Hyperparameter optimization. Learning rate, batch size, regularization strength, architecture depth: GA treats these as genes and searches the hyperparameter space via population-based exploration.

The honest limitation is sample efficiency. GA evaluates the objective function many times, once per individual per generation. For cheap functions (like our example), that is fine. For expensive ones (days of simulation per evaluation), GA requires careful budgeting, often combined with surrogate models that approximate the fitness landscape cheaply between expensive evaluations.

What the implementation leaves out

This implementation works for the target problem. Several extensions matter in practice.

Multi-dimensional problems. Extending to multiple genes per individual means making Individual.genes a slice, adjusting blxCrossover to operate per-gene, and defining fitness over a vector-valued input. The structure of evolve does not change.

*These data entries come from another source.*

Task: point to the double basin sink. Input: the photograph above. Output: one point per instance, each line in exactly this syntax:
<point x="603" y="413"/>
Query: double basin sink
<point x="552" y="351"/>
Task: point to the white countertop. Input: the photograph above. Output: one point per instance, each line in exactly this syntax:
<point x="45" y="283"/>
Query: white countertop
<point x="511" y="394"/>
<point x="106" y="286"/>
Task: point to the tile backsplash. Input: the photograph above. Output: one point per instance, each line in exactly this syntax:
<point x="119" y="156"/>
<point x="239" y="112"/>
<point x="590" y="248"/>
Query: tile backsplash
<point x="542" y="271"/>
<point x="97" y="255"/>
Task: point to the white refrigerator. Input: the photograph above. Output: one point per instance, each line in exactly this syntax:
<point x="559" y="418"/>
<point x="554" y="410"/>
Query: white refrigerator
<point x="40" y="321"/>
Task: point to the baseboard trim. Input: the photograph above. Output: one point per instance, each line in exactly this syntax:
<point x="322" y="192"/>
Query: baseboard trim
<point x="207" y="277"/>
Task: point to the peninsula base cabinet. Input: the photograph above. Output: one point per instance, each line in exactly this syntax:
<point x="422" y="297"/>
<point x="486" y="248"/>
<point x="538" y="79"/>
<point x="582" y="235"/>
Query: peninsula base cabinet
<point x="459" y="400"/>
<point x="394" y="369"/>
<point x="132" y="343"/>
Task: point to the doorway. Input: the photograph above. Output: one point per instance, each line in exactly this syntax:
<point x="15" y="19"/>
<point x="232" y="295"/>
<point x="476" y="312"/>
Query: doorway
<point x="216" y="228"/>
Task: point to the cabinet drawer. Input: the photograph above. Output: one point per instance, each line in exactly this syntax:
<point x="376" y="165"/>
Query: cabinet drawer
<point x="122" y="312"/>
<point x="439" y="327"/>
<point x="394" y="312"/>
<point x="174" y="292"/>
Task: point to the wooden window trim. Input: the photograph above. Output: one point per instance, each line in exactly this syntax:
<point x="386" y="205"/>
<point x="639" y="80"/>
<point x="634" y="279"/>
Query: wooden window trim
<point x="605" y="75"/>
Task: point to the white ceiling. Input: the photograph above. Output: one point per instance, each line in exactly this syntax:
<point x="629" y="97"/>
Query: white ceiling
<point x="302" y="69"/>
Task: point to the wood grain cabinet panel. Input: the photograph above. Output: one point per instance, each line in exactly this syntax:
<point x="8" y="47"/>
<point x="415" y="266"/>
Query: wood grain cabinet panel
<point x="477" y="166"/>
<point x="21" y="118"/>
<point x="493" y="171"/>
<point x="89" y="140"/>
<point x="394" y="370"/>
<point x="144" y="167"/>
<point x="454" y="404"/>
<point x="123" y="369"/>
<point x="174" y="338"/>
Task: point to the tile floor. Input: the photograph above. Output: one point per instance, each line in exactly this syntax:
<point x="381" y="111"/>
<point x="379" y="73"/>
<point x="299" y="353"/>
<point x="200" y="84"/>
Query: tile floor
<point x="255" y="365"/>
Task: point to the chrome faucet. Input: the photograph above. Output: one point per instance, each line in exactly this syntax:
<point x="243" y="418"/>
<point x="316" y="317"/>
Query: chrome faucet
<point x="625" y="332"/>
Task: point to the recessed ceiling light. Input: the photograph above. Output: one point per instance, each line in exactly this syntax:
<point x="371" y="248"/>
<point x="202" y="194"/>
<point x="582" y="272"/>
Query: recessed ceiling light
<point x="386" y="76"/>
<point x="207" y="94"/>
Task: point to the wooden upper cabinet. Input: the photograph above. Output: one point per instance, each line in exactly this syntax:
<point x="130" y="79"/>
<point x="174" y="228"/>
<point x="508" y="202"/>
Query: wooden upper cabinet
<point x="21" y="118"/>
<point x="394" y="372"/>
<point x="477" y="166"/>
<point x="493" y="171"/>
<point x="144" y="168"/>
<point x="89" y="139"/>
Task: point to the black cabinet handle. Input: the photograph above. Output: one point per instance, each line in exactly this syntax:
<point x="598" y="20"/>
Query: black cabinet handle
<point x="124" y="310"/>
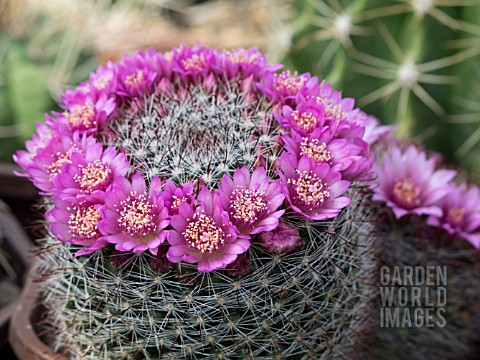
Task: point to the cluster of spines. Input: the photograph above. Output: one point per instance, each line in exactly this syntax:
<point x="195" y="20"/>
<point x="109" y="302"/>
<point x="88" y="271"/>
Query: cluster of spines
<point x="289" y="306"/>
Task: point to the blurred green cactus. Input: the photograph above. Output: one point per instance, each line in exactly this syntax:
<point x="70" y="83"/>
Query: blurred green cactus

Constraint handling. Many real problems have constraints beyond simple bounds. Common approaches include penalty functions (reduce fitness for constraint violations), repair operators (project infeasible offspring back to the feasible set), or death penalty (discard infeasible individuals and replace them). Each has tradeoffs depending on how large the infeasible region is relative to the feasible space.

Diversity preservation. On multimodal problems you sometimes want to find multiple good solutions, not just the single best. Niching techniques (fitness sharing, crowding) apply a penalty to individuals too similar to others in the population, maintaining diversity across multiple peaks. The current implementation finds one global maximum; niching would maintain representatives near all three peaks at f = 1.2498.

Adaptive parameters. Fixed mutation rate and sigma work for simple problems. Self-adaptive GA variants encode mutation parameters in the genome itself, allowing the algorithm to adjust its own search behavior as the population evolves. This is particularly useful when the appropriate mutation step size varies across different regions of the search space.

The deeper point

Gradient descent is local: it follows the landscape at a single point. Genetic algorithms are global: the population covers the landscape at many points simultaneously. This is not a free lunch. The population-based exploration costs more function evaluations per unit of progress than gradient descent makes on smooth problems. The bet GA is making is that the cost of evaluations is worth paying to avoid getting trapped.

When that bet is correct, the payoff is finding solutions that a purely local method would never reach. The mechanism is borrowed from a process that had three billion years to refine it. We get to use it in a hundred lines of Go.